Monday, November 03, 2003

A few questions related to economics and finance ...

03-Nov-2003:

What is "credit policy" as such ? And what is the Indian policy ?
How does it differ in comparison to those of other developed and
developing countries ? What are salient features in ours ? Why
are the salient ?

What exactly is PLR (apart from Prime Lending Rate) ? How is it
arrived at ? Who determines it (I guess each bank by itself) ?
What is the mechanism of operation ?

What is "arbitrage opportunity for foreign debts" ? How does
reducing it slow down $$ inflows ?

What is "overnight foreign exchange exposure" ? How does
reducing it increase $$ demand ?

What are the present restrictions for Indians while investing
abroad ? What can be relaxed amongst them ?

What are "variable repo rates" ? What impact would their introduction
have on money markets ?

What is "repo rate" (rate at which RBI takes money from banks) ?
What is the impact if it is lessened ? Why did this not happen
the last time markets speculated for this ?

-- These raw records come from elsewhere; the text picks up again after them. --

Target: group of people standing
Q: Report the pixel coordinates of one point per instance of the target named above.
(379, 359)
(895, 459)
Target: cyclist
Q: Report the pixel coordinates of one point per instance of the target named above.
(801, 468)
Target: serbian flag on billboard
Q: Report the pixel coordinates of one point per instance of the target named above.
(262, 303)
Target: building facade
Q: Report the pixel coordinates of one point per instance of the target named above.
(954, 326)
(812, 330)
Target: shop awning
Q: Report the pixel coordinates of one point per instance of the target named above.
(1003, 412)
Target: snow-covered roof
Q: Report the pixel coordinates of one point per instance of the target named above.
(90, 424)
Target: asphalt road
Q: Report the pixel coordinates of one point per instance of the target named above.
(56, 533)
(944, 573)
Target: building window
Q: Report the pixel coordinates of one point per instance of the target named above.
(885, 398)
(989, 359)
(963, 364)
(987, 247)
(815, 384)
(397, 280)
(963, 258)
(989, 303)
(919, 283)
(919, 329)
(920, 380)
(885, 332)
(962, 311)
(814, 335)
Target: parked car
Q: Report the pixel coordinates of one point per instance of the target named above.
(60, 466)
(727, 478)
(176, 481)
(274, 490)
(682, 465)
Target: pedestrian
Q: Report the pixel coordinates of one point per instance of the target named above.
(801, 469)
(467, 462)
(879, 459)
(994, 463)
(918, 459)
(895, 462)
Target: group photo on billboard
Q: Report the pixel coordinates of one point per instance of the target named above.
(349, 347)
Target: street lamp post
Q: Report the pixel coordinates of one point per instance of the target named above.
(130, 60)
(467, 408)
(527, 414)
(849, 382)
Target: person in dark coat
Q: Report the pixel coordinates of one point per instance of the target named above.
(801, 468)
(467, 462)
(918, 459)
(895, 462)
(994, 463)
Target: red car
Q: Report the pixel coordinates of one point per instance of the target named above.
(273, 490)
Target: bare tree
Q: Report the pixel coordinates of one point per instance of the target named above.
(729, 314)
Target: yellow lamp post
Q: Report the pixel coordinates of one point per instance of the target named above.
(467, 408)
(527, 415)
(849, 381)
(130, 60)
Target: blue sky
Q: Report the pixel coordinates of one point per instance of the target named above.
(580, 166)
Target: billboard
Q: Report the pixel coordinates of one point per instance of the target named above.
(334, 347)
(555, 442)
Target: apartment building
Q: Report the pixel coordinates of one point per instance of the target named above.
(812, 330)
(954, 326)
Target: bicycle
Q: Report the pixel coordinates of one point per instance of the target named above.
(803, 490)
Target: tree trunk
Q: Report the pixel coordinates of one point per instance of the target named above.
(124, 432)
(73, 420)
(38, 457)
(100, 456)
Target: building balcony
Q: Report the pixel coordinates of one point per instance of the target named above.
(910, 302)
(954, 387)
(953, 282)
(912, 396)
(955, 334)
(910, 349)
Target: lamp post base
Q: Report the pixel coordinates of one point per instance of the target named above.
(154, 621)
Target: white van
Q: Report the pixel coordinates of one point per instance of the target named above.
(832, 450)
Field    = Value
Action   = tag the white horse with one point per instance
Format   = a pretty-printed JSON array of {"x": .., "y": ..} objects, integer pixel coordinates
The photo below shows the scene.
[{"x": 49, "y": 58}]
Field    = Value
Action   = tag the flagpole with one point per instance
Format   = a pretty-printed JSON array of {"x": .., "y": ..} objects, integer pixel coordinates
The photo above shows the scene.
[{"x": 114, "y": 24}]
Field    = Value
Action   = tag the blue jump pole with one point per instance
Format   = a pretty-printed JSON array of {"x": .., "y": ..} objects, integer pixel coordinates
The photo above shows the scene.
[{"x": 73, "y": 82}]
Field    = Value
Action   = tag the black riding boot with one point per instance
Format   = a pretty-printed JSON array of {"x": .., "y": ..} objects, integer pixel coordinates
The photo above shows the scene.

What is ADR, GDR ? What is the "conversion route" of getting
them ?

What is our "fiscal responsibility and budget management bill" ?
What is the crux of it ? How does it operate ? Who takes
stock ?

What do the terms swap, credit derivatives, value-at-risk
technique, yield curve modelling, basis capital adequacy,
norms on market and credit risk mean ? Any additional details
about them ?

For occurrences of all of these, read today's (3-Nov-2003) ET.